Mot d’accueil du recteur, le Père Roger Hébert
Nous avons la joie de nous retrouver ce matin pour reprendre nos prières de guérison dans la tradition chère au sanctuaire de Laghet. Oui, c’est parce qu’ici, depuis 1652, Marie libère, guérit et sauve que nous avons l’audace de proposer ces temps de prière de guérison pour que Notre Dame de Laghet puisse continuer, par son intercession puissante à obtenir des merveilles. Notre confiance en son amour si bienveillant à l’égard de chacun de ses enfants est grande.

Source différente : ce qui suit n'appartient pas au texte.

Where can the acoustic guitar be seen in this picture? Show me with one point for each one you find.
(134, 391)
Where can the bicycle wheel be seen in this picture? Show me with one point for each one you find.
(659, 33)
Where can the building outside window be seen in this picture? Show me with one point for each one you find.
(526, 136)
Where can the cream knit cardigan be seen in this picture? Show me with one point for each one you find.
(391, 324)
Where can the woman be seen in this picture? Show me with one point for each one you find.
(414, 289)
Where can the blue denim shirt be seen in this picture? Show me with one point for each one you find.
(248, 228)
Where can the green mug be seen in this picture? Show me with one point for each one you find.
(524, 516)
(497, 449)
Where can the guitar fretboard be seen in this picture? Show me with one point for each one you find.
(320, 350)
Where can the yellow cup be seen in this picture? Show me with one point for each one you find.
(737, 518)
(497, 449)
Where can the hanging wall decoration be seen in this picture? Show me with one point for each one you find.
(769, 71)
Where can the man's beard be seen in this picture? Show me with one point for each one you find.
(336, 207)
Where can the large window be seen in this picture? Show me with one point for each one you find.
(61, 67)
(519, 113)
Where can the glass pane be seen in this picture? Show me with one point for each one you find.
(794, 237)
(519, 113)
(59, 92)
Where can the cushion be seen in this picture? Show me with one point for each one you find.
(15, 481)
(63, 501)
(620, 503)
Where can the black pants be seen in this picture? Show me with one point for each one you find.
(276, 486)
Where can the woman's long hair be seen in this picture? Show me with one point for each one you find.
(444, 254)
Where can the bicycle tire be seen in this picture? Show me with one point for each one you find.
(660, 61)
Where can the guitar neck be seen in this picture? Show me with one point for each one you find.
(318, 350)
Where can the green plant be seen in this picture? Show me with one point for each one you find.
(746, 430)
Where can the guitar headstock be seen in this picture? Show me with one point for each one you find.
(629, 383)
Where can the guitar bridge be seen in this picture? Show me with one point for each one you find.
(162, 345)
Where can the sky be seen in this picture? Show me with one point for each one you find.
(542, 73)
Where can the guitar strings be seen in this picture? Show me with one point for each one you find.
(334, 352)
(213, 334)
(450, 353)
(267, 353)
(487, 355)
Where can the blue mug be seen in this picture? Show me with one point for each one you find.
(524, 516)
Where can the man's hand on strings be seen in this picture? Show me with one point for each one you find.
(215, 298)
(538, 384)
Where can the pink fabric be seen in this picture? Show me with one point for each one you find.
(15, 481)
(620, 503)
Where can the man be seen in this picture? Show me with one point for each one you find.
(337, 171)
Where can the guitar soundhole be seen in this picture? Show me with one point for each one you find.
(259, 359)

Lundi 15 septembre, nous avons célébré la mémoire de Notre Dame des Sept douleurs. Il est fort possible que vous n’ayez pas pu participer à la messe puisque c’était un jour de semaine. Je détaillerai dans mon homélie ce que sont ces sept douleurs de Marie, ce qui permettra aux retardataires de ne rien rater ! Mais je veux déjà insister sur la signification profonde de cette fête : La Vierge Marie compatit à nos douleurs puisqu’elle en a connu de sérieuses ! Au cours de cette matinée, laissons-nous donc réconforter par elle et mettons-nous sous sa maternelle protection.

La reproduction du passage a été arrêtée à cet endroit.